It's a world-class find, and one that's gaining attention from international journalists to everyday Edmontonians. The discovery of dinosaur bones beneath a west Edmonton neighbourhood continues to generate excitement as excavators find more fossils.

On Monday city officials confirmed that fossils found near the North Saskatchewan River last Thursday are believed to be the remains of two extinct species, the Edmontosaurus and the Albertosaurus.

Two city workers made the discovery while hand-tunneling a sewer tunnel in an area just off Quesnell Crescent last Thursday afternoon.

Mike Burns, a Ph. D. student in paleontology, who was brought on to help with the discovery, says on Tuesday they found even more fossils.

"We found two vertebrae, some ribs…and another tooth, so we are still finding a decent amount of material down there," said Burns.

The find has journalists from the United Kingdom and Australia contacting University of Alberta experts, and also has local residents driving through the Quesnell neighbourhood to get a sense of where this prehistoric find was made.

Heather Workman and her 11-year-old son Gabriel were just a couple of the people who made their way to the excavation site.

"Albertosaurus is quite a famous Tyrannosaurus," said Gabriel.

While Gabriel and his mother made their way to the site of the discovery, they didn't actually get to see the fossils in person. That's prompting some to suggest the city put the fossils on display for public viewing.

"It's a pretty special time and something for us as Edmontonians to celebrate," said Workman.

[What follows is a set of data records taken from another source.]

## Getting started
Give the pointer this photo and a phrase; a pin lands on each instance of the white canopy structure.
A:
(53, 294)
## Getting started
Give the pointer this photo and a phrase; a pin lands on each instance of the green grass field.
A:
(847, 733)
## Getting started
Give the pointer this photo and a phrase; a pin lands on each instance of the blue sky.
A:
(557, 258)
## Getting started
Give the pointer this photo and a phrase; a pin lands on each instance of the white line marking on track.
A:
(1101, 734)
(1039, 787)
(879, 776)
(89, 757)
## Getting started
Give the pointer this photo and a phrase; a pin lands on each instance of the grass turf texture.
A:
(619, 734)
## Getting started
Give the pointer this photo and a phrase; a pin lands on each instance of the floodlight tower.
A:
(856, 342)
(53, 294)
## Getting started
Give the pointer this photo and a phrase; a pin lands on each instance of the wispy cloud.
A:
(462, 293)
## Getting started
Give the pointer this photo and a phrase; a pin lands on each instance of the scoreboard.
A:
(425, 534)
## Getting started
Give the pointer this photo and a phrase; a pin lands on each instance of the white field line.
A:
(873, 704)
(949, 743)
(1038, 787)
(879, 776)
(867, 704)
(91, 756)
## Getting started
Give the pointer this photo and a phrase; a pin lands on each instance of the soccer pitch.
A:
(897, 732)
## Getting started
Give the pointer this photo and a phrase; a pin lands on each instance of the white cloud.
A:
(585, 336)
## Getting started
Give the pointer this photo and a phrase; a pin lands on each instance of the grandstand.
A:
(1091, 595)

The Royal Tyrrell Museum has confirmed that this is a significant find and will work with the University of Alberta paleontologists to ensure the fossils are recovered and preserved without causing project delays.

According to the Tyrrell Museum, the Albertosaurus was the top predator of its time and was actually a close relative of the Tyrannosaurus rex, a dinosaur that lived a few million years later.

Joseph B.Tyrrell discovered the first Albertosaurus in 1884 in the Red Deer River valley. The Albertosaurus is now the most common of the large carnivores found in the province.

The bones will be excavated over the next few days and will then be transported to the Royal Tyrrell Museum in Drumheller for further study.